WASHINGTON (6/26/13)--As concerns over a potential student loan debt crisis grow nationwide, Consumer Financial Protection Bureau Assistant Director and Student Loan Ombudsman Rohit Chopra examined the parallels between the student lending and mortgage markets during a Tuesday Senate Banking Committee hearing.
During the committee hearing, entitled "Private Student Loans: Regulatory Perspectives," Chopra said the issues that student loan borrowers face are similar to those that some mortgage borrowers are still dealing with, and a potential student loan crisis could impact the economy at large. Origination of non-traditional products increased in both industries in the years before the financial crisis. Chopra said higher-risk loans with high interest rates were originated as documentation requirements and other checks that ensure high-quality loans fell by the wayside.
Adding fuel to the nation's student loan market concerns is the fact that the federal student loan rate, currently capped at 3.4%, will double for future loans to 6.8% on July 1 if Congress does not take action. Legislators are reportedly working to craft a solution.

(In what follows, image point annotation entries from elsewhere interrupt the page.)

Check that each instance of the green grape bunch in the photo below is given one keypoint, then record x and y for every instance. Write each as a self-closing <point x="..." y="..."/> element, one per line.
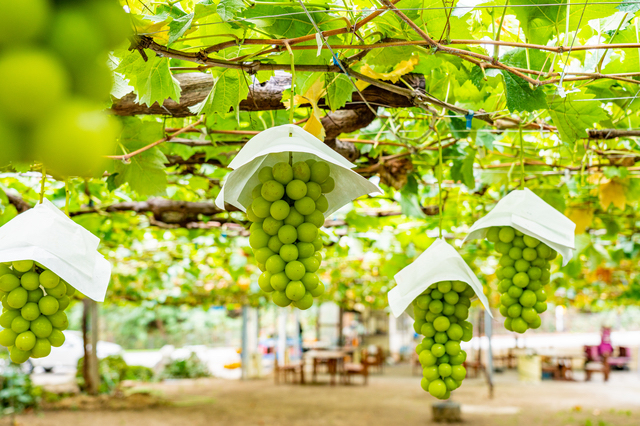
<point x="523" y="273"/>
<point x="440" y="314"/>
<point x="287" y="211"/>
<point x="56" y="80"/>
<point x="33" y="303"/>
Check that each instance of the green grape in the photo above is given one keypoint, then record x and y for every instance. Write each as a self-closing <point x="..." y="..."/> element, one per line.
<point x="261" y="207"/>
<point x="38" y="83"/>
<point x="280" y="210"/>
<point x="305" y="249"/>
<point x="9" y="282"/>
<point x="30" y="281"/>
<point x="316" y="218"/>
<point x="8" y="337"/>
<point x="322" y="204"/>
<point x="314" y="190"/>
<point x="58" y="291"/>
<point x="48" y="305"/>
<point x="56" y="338"/>
<point x="295" y="270"/>
<point x="26" y="341"/>
<point x="318" y="291"/>
<point x="7" y="318"/>
<point x="262" y="254"/>
<point x="275" y="264"/>
<point x="271" y="226"/>
<point x="30" y="311"/>
<point x="294" y="218"/>
<point x="272" y="190"/>
<point x="20" y="325"/>
<point x="295" y="290"/>
<point x="17" y="298"/>
<point x="19" y="356"/>
<point x="328" y="185"/>
<point x="265" y="174"/>
<point x="41" y="349"/>
<point x="282" y="172"/>
<point x="296" y="189"/>
<point x="320" y="172"/>
<point x="287" y="234"/>
<point x="279" y="281"/>
<point x="310" y="281"/>
<point x="59" y="320"/>
<point x="305" y="303"/>
<point x="305" y="206"/>
<point x="48" y="279"/>
<point x="274" y="243"/>
<point x="289" y="252"/>
<point x="311" y="264"/>
<point x="281" y="299"/>
<point x="301" y="171"/>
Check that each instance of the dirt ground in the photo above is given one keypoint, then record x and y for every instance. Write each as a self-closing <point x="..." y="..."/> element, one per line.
<point x="394" y="398"/>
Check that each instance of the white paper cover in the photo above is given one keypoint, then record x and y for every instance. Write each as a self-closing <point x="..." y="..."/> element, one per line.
<point x="531" y="215"/>
<point x="440" y="262"/>
<point x="273" y="146"/>
<point x="46" y="235"/>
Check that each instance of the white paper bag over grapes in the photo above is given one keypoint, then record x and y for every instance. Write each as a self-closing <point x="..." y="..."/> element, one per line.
<point x="439" y="286"/>
<point x="44" y="257"/>
<point x="528" y="234"/>
<point x="288" y="181"/>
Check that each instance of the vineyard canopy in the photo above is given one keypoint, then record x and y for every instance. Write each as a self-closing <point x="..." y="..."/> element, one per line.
<point x="542" y="91"/>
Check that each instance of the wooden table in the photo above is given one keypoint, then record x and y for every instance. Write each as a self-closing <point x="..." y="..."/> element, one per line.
<point x="333" y="360"/>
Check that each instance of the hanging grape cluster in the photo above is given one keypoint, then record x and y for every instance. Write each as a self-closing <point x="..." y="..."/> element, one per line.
<point x="287" y="211"/>
<point x="440" y="314"/>
<point x="55" y="82"/>
<point x="33" y="301"/>
<point x="523" y="272"/>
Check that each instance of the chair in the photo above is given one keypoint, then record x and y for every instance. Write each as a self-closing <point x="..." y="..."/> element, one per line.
<point x="596" y="363"/>
<point x="350" y="369"/>
<point x="287" y="370"/>
<point x="376" y="358"/>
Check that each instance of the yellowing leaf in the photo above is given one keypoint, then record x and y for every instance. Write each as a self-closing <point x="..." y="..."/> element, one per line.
<point x="404" y="67"/>
<point x="612" y="192"/>
<point x="581" y="217"/>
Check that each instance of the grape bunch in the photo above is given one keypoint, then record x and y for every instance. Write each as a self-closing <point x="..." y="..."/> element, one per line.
<point x="287" y="211"/>
<point x="440" y="314"/>
<point x="33" y="301"/>
<point x="523" y="272"/>
<point x="56" y="81"/>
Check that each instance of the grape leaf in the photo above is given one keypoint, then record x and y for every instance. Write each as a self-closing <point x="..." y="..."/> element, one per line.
<point x="179" y="26"/>
<point x="152" y="80"/>
<point x="145" y="172"/>
<point x="520" y="97"/>
<point x="229" y="88"/>
<point x="573" y="116"/>
<point x="339" y="91"/>
<point x="227" y="9"/>
<point x="463" y="170"/>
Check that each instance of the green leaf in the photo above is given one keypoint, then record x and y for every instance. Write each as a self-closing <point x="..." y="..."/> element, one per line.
<point x="629" y="6"/>
<point x="227" y="9"/>
<point x="152" y="80"/>
<point x="520" y="97"/>
<point x="339" y="91"/>
<point x="463" y="170"/>
<point x="229" y="88"/>
<point x="574" y="114"/>
<point x="145" y="173"/>
<point x="179" y="26"/>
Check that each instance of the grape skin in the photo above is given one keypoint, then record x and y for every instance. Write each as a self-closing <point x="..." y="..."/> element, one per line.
<point x="286" y="212"/>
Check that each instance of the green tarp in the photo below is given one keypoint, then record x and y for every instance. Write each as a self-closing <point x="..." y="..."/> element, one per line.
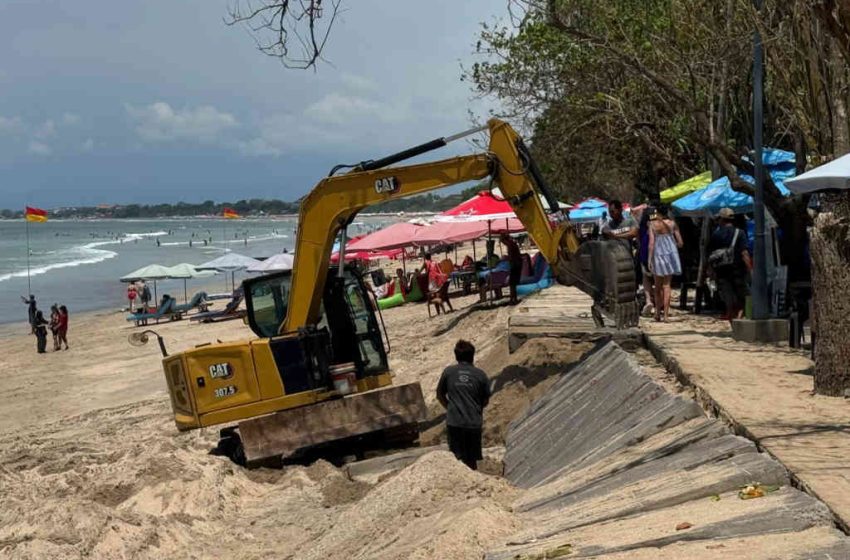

In a statement opening the hearing, Senate Banking Committee Chairman Tim Johnson (D-S.D.) urged regulators "to be vigilant in monitoring growth in the private student loan market that may result from changes to the federal student loan market."
"It is critical that regulators respond quickly to marketplace changes, and that consumer protections are safeguarded when demand rises," Johnson said.
A comprehensive CFPB student debt report released last month found that Americans hold approximately $1.1 trillion in outstanding student loan debt. Former students that find themselves without a job after graduation can run into more trouble when they cannot repay their loans, Chopra said.
"For struggling homeowners and student loan borrowers, the consequences of being unable to find an affordable repayment option are severe," Chopra told members of the banking panel. Future purchasing power, including the ability to buy a home, could be impacted by student loan debt issues, he said.
Developing a robust student loan refinancing market could help alleviate some of these issues, Chopra suggested. "Even if such a program required public funds, or sharing the costs between the public sector and the owners of the loans, the economic benefits of facilitating restructuring activity at a scale might outweigh program costs," Chopra said.
Chopra noted that the CFPB has "been continuously collaborating with financial institutions, consumers, investors, and other policymakers" to improve the student lending market. The CFPB earlier this year asked the Credit Union National Association and credit unions to help address student loan issues.
CUNA in a meeting with the CFPB said credit unions could do more to help debt-saddled grads if the maximum credit union student loan maturity of 15 years was increased.
CUNA has also suggested that giving credit unions greater leeway to work with student loan borrowers and adjust the terms of their loans, as needed, could make monthly payments more manageable for borrowers and help credit unions minimize delinquencies or even charge offs.